Decibels do not comprise a sales strategy.

Take this Englishman.

While you’re at it, do him a favor and find a cricket bat to beat a sense of self-awareness into him with. His name is John Barr, and he’s the head salesman for a Toyota dealership in Las Vegas.

Every city, of course, has at least one – the flamboyant auto pimp who apparently believes that no one ever buys a car because it’s powerful, or durable, or stylish, or economical. People buy only because the guy who represents the public face of the dealership has such a wacky and irresistible personality. It’s no great revelation that auto salespeople with egos this size are all but indistinguishable in their volume and obnoxiousness. There’s almost certainly a Barr equivalent in Des Moines, another one in Raleigh-Durham, and yet another in Amarillo.

Barr’s TV spots feature him acting the buffoon, either getting tackled by college football players, being shot out of a cannon…you get the idea. Emblematic of yet another thing that’s wrong with the advertising industry, Barr is that worst of narcissists – not only has he been blessed with an oversized ego, he’s got access to the vehicle with which to let that ego manifest itself and grow ever larger.

Decency prevents the posting of a Barr spot here. Search his name together with his dealership name on YouTube if you want to see the kind of work that will never, ever leave McFarlane Media’s doors. (At least not with our name on it. A paycheck is a paycheck.)

When criticized about the inanity and forced humor of his spots, which happens daily if there’s a God, Barr has a ready-made comeback he foists on the unsuspecting viewer who dares to call into question his tastelessness and silliness. According to a story on Barr in the Las Vegas Review-Journal, while you might find his spots annoying and patronizing, the star counters with the following irrefutable logic: “But you remember them.” Well.

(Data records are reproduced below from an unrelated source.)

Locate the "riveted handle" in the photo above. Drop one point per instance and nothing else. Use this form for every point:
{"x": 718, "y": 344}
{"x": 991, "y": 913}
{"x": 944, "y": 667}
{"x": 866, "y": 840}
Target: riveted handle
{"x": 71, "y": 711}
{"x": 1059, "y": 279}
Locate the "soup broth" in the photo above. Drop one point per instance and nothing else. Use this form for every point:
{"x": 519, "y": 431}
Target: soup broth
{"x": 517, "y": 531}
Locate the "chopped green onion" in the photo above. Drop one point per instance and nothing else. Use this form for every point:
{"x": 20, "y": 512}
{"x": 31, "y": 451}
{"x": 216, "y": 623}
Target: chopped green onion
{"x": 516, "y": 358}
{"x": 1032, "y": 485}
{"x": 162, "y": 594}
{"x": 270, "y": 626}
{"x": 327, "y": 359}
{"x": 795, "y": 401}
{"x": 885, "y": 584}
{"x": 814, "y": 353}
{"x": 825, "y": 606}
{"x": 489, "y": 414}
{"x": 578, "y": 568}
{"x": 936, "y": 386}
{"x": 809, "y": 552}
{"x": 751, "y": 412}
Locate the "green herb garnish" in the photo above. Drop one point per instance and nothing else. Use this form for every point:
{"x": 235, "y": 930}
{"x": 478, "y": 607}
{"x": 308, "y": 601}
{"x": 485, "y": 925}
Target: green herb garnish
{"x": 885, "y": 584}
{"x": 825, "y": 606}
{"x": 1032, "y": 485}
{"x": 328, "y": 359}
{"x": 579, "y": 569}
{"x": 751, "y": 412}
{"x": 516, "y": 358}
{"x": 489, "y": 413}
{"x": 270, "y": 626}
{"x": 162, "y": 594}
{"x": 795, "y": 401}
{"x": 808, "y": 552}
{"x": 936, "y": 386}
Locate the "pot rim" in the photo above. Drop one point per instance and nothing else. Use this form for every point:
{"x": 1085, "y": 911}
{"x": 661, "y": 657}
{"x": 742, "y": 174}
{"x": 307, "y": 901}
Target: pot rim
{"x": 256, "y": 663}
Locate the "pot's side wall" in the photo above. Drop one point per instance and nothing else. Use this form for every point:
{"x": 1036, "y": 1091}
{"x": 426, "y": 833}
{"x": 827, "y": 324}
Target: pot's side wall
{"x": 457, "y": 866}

There’s a legitimate appeal to reason and judiciousness, shot down like a clay target with four pithy words.

Here are some other phenomena that people who witnessed them will likely never forget:

The Holocaust

The Rwandan Genocide

D-Day

The Rape of Nanking

The Great Sumatra-Andaman Earthquake

The 2008 Detroit Lions.

Imprinting itself on the public’s consciousness, however indelibly, does not a great spot make. It’s the lowest imaginable standard for resonation. Barr’s series of “Bitty-Barr” spots (a ripoff of Verne Troyer’s “Mini-Me” character) might last longer in the viewers’ collective medulla oblongata than does a rival dealer’s spot whose most arresting visual feature is a graphic reading “0.9% financing or $2500 cash back.” That’s not the point. Being memorable is never enough, and the desire to be memorable is not just egotistical, it’s counterproductive.

Carrying the virtues of volume and impudence to their logical extension, if you want to create a memorable spot, why not just drop trou and defecate on a painting of the Virgin Mary? Sure, it’ll offend countless people. But depending on how sleepy the town is, such a campaign could result in the advertising becoming the lead story on the local evening news. It’d be certain to get the community talking and create hogsheads of publicity. (To anyone still naïve enough to believe the canard that there’s no such thing as bad press, go ask Captain Joe Hazelwood. Or Michael Richards. Or every cigarette manufacturer in America. Consumers are more jaded than they used to be, which is welcome. They’re also more sensitive than they used to be, which is not.)

Wait – there remains that pesky matter of a product that needs to be sold. Maybe, just maybe, there’s more to the game than just getting attention. A McFarlane Media staffer used to work at an all-sports radio station. The hack afternoon host would routinely start his show by introducing an audacious proposition – e.g., the NFL should go to 7-man football, opening the game up and encouraging more scoring. The phone lines would then light up with callers ready to tell the host how idiotic he was, much to his delight. As far as the host was concerned, it didn’t matter what the callers had to say as long as they were calling. Busy phone lines were the undeniable signs of an edgy radio show. But not a successful radio show. Never mind that for every caller, there were probably 50 other listeners who expressed their displeasure not by calling, but merely by changing the station, sticking candle wax in their ears, or deciding to never patronize the show’s sponsors.

Yes, a message needs form to attract passersby and the curious. To get people to part with their money, it also needs a little feature called “content”. Sometimes, it’s not how you say it, it’s what you say.